Why Wineries Fail
- Created: Monday, 05 March 2012 19:15
- Published: Monday, 05 March 2012 19:15
- Written by David DeCiero
Over the years I have seen quite a few wineries close their doors. I have taken notice of the reasons for their demise so that I can more carefully understand the pitfalls in the industry. This article explains the top 5 reasons why wineries go out of business that I have analyzed.
The first is a bad product or product mix. Not all people are destined to be winemakers, and not every region is destined to produce good wine. Unfortunately, this does not stop people from trying to maintain a business that needs these two competencies. One recent example was a winery that produced wine from concentrated grape juice that came in a kit form. Now, I have made kits in my previous winemaking experience for my own consumption. They are decent tasting and come in at about $5-$7 a bottle to produce. However, it doesn’t produce anything extraordinary and compares to that which you can buy for that same $5-$7 in a store. Why then, would someone pay a markup for the same stuff? The fact was, the product wasn’t that good and people stopped buying it.

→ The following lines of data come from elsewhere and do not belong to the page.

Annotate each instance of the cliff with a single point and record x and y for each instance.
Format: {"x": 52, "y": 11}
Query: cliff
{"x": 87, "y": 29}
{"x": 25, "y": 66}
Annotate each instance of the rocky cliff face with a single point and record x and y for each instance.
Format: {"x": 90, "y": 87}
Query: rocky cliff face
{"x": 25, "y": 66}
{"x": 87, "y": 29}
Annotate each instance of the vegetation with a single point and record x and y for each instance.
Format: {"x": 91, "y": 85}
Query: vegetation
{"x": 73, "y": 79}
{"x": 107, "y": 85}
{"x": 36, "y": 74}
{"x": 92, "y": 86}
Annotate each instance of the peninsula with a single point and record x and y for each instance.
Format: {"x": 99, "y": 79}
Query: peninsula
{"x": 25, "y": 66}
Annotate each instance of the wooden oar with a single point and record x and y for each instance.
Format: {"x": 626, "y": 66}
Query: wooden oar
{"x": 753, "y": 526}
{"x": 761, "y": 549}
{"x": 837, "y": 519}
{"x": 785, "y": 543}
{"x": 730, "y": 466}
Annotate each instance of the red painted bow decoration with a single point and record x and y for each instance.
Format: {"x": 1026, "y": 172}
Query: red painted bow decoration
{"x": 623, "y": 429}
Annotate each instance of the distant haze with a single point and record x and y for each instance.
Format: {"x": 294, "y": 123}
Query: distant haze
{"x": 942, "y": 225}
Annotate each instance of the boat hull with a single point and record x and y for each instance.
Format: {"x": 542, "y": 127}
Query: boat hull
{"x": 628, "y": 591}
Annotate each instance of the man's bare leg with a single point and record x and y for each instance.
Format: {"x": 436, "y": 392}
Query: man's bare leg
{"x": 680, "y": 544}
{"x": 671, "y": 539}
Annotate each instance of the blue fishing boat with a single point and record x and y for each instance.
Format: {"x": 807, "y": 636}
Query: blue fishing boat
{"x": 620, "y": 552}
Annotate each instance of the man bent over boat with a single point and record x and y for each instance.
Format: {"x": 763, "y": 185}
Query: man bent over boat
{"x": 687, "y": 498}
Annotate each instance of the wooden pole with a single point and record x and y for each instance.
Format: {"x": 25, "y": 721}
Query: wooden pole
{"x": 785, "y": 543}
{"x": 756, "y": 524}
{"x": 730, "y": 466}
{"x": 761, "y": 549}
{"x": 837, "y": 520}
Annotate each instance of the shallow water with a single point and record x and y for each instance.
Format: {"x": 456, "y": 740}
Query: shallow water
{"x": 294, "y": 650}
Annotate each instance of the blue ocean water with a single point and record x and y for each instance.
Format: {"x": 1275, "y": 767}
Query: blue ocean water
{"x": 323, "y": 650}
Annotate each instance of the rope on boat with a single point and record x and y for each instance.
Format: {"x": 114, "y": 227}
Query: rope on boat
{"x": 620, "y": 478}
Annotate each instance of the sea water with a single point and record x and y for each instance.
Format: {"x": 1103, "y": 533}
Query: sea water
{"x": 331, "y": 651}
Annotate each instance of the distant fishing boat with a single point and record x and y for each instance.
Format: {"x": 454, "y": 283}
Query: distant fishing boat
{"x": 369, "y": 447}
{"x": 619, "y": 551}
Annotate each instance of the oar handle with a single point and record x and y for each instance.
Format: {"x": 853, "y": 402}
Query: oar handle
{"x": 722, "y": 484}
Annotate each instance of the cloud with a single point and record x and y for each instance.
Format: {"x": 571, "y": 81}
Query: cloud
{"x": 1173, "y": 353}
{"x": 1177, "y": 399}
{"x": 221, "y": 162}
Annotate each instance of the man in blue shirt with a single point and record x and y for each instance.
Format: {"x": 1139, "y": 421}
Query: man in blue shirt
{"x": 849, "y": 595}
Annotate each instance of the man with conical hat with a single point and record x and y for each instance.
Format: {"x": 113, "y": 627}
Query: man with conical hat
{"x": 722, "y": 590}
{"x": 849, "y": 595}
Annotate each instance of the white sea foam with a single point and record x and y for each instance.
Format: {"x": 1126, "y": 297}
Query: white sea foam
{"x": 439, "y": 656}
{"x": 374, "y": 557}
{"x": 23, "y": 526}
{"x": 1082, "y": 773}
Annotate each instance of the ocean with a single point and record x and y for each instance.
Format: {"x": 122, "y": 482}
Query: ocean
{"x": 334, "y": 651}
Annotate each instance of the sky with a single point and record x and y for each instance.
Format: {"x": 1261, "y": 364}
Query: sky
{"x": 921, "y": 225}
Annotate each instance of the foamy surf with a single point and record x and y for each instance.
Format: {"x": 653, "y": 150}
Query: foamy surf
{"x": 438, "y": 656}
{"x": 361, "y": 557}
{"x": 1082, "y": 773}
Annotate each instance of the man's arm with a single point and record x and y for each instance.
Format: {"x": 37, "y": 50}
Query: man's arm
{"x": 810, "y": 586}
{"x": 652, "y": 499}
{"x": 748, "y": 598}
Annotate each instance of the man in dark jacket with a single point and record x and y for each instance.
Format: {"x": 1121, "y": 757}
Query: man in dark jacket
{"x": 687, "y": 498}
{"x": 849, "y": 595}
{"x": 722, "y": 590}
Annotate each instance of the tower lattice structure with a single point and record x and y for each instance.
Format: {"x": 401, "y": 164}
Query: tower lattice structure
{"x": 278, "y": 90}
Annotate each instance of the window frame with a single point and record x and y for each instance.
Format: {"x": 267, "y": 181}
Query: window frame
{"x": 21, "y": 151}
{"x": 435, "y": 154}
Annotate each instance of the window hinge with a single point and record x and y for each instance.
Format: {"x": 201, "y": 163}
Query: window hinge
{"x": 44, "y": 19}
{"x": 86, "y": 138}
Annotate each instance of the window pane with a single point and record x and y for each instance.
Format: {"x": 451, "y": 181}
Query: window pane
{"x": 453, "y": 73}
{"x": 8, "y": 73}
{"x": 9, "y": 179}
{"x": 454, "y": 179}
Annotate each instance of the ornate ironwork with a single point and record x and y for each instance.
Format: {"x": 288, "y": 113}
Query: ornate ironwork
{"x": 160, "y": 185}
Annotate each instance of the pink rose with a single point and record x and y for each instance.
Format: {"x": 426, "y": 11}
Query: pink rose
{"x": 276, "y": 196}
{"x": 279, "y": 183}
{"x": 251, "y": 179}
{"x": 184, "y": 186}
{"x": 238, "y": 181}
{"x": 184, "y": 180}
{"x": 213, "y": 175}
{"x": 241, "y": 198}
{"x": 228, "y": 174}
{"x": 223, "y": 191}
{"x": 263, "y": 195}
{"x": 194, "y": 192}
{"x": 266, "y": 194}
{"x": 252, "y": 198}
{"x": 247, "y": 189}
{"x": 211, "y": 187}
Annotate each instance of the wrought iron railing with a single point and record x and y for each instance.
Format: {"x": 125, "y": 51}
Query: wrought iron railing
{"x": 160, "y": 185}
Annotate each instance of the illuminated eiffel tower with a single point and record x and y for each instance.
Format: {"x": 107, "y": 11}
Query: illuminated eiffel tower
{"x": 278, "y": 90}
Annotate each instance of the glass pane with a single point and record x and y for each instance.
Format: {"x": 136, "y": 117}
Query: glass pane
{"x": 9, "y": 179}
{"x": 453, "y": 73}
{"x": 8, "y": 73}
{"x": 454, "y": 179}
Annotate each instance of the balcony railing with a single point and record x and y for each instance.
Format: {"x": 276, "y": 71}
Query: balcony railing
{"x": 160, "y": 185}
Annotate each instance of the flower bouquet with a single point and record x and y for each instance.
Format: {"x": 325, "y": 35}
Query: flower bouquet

The second is bad marketing. Wine is a very crowded space and good marketing is required in order for it to sell. Ethical marketing is a key component to operating a successful winery, but not every person has the ability or time to do it. Therefore, you can make the best product possible, but if your customers don’t know about it, it won’t sell. Worse yet, if you choose a terrible brand name for your wine, your customers may actually be turned off by it. They might not even go near your winery due to a poorly chosen name. We have seen a few where I scratch my head and think, what was going through their mind when they came up with that name?
The third is poor business operations. Running a winery involves handling multiple different people and functions. Good selection of employees is critical, but it doesn’t always work out. Having a poor employee and managing them improperly can lead to disaster. Especially in the Massachusetts, where the typical winery cannot afford to pay high salaries, they usually have difficulty finding quality talent. In addition, the paperwork is a tremendous burden and can overwhelm the owner. The regulations of not only running a business, but also complying with the alcohol regulations is enormous. If this burden is not handled properly, it can consume your time and take away from other, more valuable tasks.